Canal russo exilado na França tenta 'combater a propaganda' do KremlinReprodução

No pequeno estúdio de uma escola de jornalismo em Paris, Denis Kataev prepara seu noticiário da tarde. Este jornalista trabalha para a rede russa Dojd, que transmite do exterior após ser bloqueada na Rússia.

O local de trabalho é temporário. No início de setembro começarão as aulas e Denis Kataev deixará seu lugar aos estudantes. Para continuar com seu trabalho - "combater a propaganda estatal na Rússia" - deverá encontrar outro estúdio, uma tarefa difícil na capital francesa. "Sou otimista", garante. "Temos muitos problemas, mas estamos resolvendo".

Dojd (chuva, em russo) era um um dos poucos veículos independentes na Rússia a questionar o discurso do Kremlin sobre a guerra na Ucrânia. Em 3 de março, uma semana depois da invasão, a rede decidiu suspender seu trabalho. A reguladora das telecomunicações russas reprovou sua cobertura crítica do conflito.

Assim como Dojd, o jornal Novaya Gazeta e a rádio Echo de Moscou, outros pilares da informação livre na Rússia de Vladimir Putin, tiveram que encerrar suas atividades em território russo. Moscou adotou uma legislação que prevê até 15 anos de prisão pela divulgação de "informações falsas" sobre seu Exército. Vários opositores e jornalistas foram processados por denunciar a ofensiva na Ucrânia.

50 mil assinantes
Em paralelo, as páginas na internet de veículos independentes foram bloqueadas na Rússia, entre elas a Dojd. Muitos jornalistas seguiram para o exílio para fugir de uma ação judicial. O compromisso de Kataev é "um exemplo para os estudantes", afirma Stéphanie Lebrun, diretora do Centro de formação de jornalistas, a escola que empresta temporariamente seus espaços. "Mostrar como os jornalistas do Dojd querem mantê-lo vivo nestas condições é nosso dever", afirma Lebrun.

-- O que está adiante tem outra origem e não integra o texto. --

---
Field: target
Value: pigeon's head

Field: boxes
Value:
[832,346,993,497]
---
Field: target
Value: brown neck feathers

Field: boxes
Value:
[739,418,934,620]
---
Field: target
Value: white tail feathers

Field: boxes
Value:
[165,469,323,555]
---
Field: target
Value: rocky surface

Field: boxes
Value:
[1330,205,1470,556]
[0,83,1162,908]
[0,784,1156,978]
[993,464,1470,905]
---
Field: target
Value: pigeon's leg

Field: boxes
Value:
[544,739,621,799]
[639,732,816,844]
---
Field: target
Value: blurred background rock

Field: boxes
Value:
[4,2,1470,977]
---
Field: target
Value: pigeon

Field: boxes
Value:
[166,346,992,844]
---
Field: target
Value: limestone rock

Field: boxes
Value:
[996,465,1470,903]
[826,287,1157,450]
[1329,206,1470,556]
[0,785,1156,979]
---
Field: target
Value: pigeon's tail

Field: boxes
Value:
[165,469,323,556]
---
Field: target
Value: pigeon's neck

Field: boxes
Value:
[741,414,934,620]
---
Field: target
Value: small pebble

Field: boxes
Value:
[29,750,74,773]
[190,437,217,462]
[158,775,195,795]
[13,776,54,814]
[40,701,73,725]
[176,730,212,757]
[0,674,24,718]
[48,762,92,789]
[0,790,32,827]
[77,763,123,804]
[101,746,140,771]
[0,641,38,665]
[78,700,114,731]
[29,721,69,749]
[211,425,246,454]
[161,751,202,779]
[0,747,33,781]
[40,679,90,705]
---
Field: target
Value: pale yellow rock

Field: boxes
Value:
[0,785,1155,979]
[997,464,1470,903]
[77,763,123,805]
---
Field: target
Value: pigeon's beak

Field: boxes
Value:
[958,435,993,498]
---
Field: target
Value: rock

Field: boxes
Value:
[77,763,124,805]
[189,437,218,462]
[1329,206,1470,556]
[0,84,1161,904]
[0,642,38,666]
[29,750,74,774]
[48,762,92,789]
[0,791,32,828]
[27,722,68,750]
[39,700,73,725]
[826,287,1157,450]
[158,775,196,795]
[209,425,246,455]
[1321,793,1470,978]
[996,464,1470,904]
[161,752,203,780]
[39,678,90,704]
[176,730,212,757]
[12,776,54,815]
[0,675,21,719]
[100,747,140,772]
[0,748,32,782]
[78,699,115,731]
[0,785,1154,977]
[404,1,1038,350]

Em 18 de julho, a rede anunciou o retorno de suas transmissões no Youtube. Seus 60 jornalistas trabalham de Riga, Tbilisi, Amsterdã e Paris. "Claro que é mais difícil trabalhar de outros países. É preciso de câmaras, estúdios, mas também de vistos. Cidadãos russos atualmente têm dificuldades para obtê-los", explica o redator-chefe Tijon Dziadko, da Letônia.

Mas eles não desanimam. "Milhões de russos querem receber informação independente. Eles estão dispostos a pagar e seguirão nos apoiando", garante, cético sobre as pesquisas que mostram um apoio massivo na Rússia à "operação especial" na Ucrânia.

Cerca de 50 mil russos são assinantes do Dojd na internet. Dziadko espera colocar um novo site no ar em breve para aqueles que possuem uma rede VPN e possam acessá-lo da Rússia. Esse apoio e o auxílio financeiro e material de parceiros como as redes letã, georgiana e holandesa permitem que o canal continue ativo.

Continuar
Uma "excelente notícia", comemora Pauline Adès-Mével, porta-voz da ONG Repórteres sem Fronteiras, que adverte, no entanto, para as dificuldades. O canal, ainda que no ar apenas online, "continuará vivo sob a pressão permanente de uma nova proibição de transmissão, como todos os meios independentes que o Kremlin se esforça para silenciar", avança.

Antes mesmo do início da guerra, o governo russo já considerou o Dodj como um "agente estrangeiro", um status que dificulta o trabalho dos jornalistas, repele suas fontes e anunciantes. Mesmo online, o canal não está protegido de eventuais represálias do Kremlin. "Se puder, vai bloquear o Youtube, vai bloquear a internet. Melhor não pensar nisso e trabalhar", resume Dziadko.

"A guerra na Ucrânia é para mim o fim da Rússia, o fim de nossas esperanças", destaca Denis Kataev, que abandonou seu país para continuar seu trabalho por uma questão de "consciência". "Há uma parte da população que está contra o regime de Putin, contra a guerra", garante, em referência aos 25 milhões de internautas que acessaram o Dojd no início do conflito. Por eles, "devemos continuar".